The Jerdon’s Courser is a critically endangered bird that is nocturnal and belongs to the pratincole and courser family Glareolidaeendemic to Southern India. The flora and mountains in the painting are bent in a way as if glancing at Abhisarika.

About: Hybrid Beings

These works aim to decolonize women’s bodies and the sovereignty of nature. To envision new ontological entanglements it intersects boundaries of speculative fiction, archetypal allegories, and precarious ecologies. 

The paintings below propose a number of situations and stories to imagine forms of relationality and mutuality between bird species (both endangered and extinct) and selected heroines who belong to the Ashta-Nayika [Natyashastra, c. 2nd B.C]: a collective term for eight heroines, each of whom represents different states in relationship to her hero resulting in hybrid beings(they/them). These hybrid beings operate on different layers of interpretation. The hybrid beings respond to the ecological grief and loneliness by postulating a queer ecology where the endangered bird becomes the hero, replacing the male patriarchal figure from the context of Ashta-Nayika. 

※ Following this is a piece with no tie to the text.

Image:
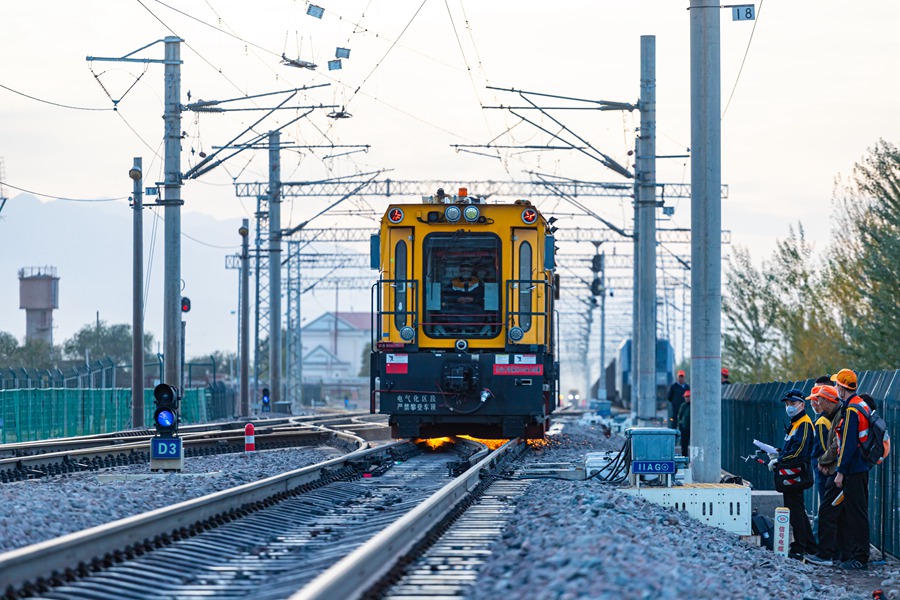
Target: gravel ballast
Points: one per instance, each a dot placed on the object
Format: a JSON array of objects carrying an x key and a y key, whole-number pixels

The Hybrid Beings generate hope and care to cultivate the capacity to reimagine a future for the marginalized and silenced. They speculate on near futures and rethink the notions of identity and interdependency. The hybrid beings become a window to peek into future and past animals (beings)(myths) that have gone extinct with the evolution and those that are yet to evolve either naturally or with bio-geo-hacking of present-day technology. They stitch together improbable collaborations between humans and more-than-humans, making way for kinship. Hybrid Beings push back against the centering of the human and move toward thinking that eradicates the hierarchy of being and challenges the life/non-life binary. They make way for an ontological pursuit of what it means to be human, what it means to be non-human, and where these categories rupture and collide. 


These hybrid beings open up possibilities for a post-queer and post-human world where species move away from questions of identity, recognition, or representation towards an uncanny kind of becoming.

The situations and stories in these works evoke imagination in the viewer’s mind to remember the forgotten notions of care and symbiosis.